Project Summary/Abstract
Alternative splicing is a fundamental gene regulatory mechanism that allows cells to significantly diversify their
protein products, especially within the nervous system. Splicing defects, often caused by mutations that disrupt
the function of RNA-binding proteins (RBPs), which regulate splicing, have increasingly been implicated in
neurological disorders including amyotrophic lateral sclerosis (ALS) and spinal muscular atrophy (SMA).

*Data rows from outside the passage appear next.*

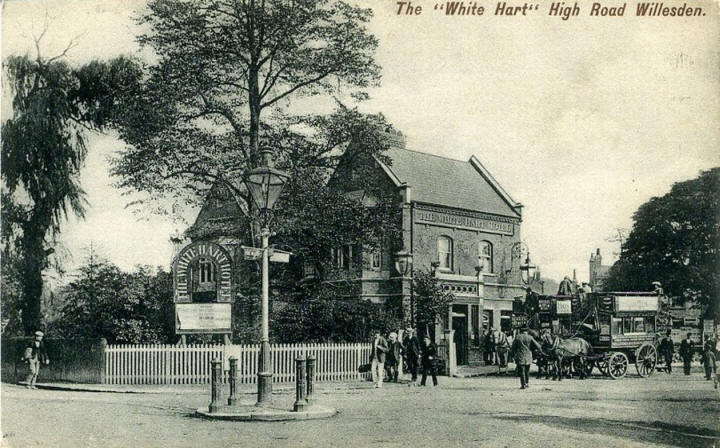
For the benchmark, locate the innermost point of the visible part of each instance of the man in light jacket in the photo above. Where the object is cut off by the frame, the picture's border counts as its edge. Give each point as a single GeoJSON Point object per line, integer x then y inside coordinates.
{"type": "Point", "coordinates": [377, 358]}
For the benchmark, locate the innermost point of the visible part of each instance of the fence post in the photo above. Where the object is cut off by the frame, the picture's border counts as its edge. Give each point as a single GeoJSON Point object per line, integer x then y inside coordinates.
{"type": "Point", "coordinates": [232, 399]}
{"type": "Point", "coordinates": [101, 347]}
{"type": "Point", "coordinates": [310, 380]}
{"type": "Point", "coordinates": [299, 385]}
{"type": "Point", "coordinates": [216, 387]}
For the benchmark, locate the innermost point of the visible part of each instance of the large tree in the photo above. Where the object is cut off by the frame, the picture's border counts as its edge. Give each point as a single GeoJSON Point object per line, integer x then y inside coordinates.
{"type": "Point", "coordinates": [222, 89]}
{"type": "Point", "coordinates": [675, 239]}
{"type": "Point", "coordinates": [43, 150]}
{"type": "Point", "coordinates": [218, 93]}
{"type": "Point", "coordinates": [104, 302]}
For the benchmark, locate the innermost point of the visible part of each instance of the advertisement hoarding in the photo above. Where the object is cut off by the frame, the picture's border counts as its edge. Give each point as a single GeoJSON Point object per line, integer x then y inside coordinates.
{"type": "Point", "coordinates": [202, 318]}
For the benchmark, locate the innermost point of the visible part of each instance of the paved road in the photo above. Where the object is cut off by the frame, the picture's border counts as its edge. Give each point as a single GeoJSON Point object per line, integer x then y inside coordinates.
{"type": "Point", "coordinates": [660, 411]}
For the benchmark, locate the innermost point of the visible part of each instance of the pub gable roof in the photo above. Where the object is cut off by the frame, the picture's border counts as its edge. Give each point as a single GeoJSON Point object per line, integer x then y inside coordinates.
{"type": "Point", "coordinates": [449, 182]}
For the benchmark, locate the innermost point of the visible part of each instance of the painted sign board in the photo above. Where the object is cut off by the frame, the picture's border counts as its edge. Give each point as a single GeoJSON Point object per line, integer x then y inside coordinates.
{"type": "Point", "coordinates": [483, 223]}
{"type": "Point", "coordinates": [708, 326]}
{"type": "Point", "coordinates": [563, 307]}
{"type": "Point", "coordinates": [252, 253]}
{"type": "Point", "coordinates": [279, 256]}
{"type": "Point", "coordinates": [188, 259]}
{"type": "Point", "coordinates": [636, 303]}
{"type": "Point", "coordinates": [202, 318]}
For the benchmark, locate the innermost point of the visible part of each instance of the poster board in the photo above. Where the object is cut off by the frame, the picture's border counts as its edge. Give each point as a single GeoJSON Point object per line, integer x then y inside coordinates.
{"type": "Point", "coordinates": [194, 318]}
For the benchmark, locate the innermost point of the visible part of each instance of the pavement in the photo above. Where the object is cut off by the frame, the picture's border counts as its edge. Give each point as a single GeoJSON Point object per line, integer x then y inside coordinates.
{"type": "Point", "coordinates": [490, 411]}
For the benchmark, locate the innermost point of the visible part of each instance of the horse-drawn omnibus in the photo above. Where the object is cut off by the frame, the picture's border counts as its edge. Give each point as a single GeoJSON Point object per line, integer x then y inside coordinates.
{"type": "Point", "coordinates": [620, 328]}
{"type": "Point", "coordinates": [624, 332]}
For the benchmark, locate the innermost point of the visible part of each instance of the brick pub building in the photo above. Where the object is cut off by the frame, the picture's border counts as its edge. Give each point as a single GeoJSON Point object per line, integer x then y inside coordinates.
{"type": "Point", "coordinates": [456, 220]}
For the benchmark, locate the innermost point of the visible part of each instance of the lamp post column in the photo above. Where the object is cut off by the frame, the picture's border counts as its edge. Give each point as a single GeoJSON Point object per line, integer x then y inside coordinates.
{"type": "Point", "coordinates": [265, 373]}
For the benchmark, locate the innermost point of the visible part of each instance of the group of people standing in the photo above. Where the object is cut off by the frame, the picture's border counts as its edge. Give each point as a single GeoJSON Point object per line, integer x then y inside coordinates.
{"type": "Point", "coordinates": [710, 347]}
{"type": "Point", "coordinates": [390, 354]}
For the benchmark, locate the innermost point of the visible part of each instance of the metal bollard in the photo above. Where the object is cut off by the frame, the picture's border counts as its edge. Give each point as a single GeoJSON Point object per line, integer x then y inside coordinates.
{"type": "Point", "coordinates": [233, 380]}
{"type": "Point", "coordinates": [300, 403]}
{"type": "Point", "coordinates": [310, 380]}
{"type": "Point", "coordinates": [216, 387]}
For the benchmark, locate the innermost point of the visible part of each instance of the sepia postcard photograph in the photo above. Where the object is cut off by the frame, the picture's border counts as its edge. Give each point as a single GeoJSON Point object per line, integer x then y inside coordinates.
{"type": "Point", "coordinates": [360, 223]}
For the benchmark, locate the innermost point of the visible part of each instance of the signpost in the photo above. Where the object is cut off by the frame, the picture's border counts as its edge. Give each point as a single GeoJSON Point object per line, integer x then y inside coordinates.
{"type": "Point", "coordinates": [276, 255]}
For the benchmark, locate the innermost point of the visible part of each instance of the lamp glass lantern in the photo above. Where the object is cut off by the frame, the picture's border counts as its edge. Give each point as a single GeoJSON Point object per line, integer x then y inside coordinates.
{"type": "Point", "coordinates": [527, 270]}
{"type": "Point", "coordinates": [403, 262]}
{"type": "Point", "coordinates": [265, 185]}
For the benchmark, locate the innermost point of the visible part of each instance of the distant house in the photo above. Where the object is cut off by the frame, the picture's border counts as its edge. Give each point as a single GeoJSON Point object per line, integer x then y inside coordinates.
{"type": "Point", "coordinates": [598, 271]}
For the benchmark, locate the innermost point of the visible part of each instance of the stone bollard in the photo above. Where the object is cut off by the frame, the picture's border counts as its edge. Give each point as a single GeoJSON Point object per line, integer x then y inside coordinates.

Interestingly, although the majority of RBPs are expressed widely within diverse tissue types, the nervous
system is often particularly sensitive to their dysfunction. The long-term goal of this project is to begin to
elucidate how aberrant splicing that results from the dysfunction of ubiquitously expressed RBPs, leads to
tissue specific pathologies that underlie neurological diseases. To this end, the highly conserved splicing factor
Caper will be used as a model. Caper is widely expressed throughout development and is required for the
development and maintenance of Drosophila sensory neurons, and for development of the neuromuscular
junction. Though little is known about the function of the human caper ortholog, the human Caper ortholog is
expressed within the nervous system suggesting its neural functions may be conserved. The research
proposed within this application will test the hypothesis that Caper regulates RNA targets in a tissue specific
manner by participating in specific ribonucleoprotein complexes (RNPs) within the nervous system, and distinct
RNPs in non-neural cell types. Using the highly tractable model, Drosophila, tissue specific molecular genetic
manipulations will be used in conjunction with biochemistry to determine whether Caper associates with
distinct splicing factors within the nervous system, as compared to non-neural tissues, to regulate alternative
splicing. As a complementary approach, biochemistry and bioinformatics methods will be employed to
determine whether Caper regulates distinct RNA targets depending on tissue type. Upon identifying Caper
neural target RNAs, the consequences of Caper dysfunction on alternative isoform regulation for those RNA
targets will be determined using bioinformatic methods that detect differential exon usage in a caper mutant
background. Finally, the different spliceforms of Caper target mRNAs will be analyzed for their specific roles in
neural development to begin to elucidate how alternative splicing contributes to the development and function
of neurons. Since aberrant alternative splicing has emerged as a common theme in various neurodegenerative
and neurodevelopmental disorders, the knowledge gained from this study has broad implications for
understanding and treating neurological disorders.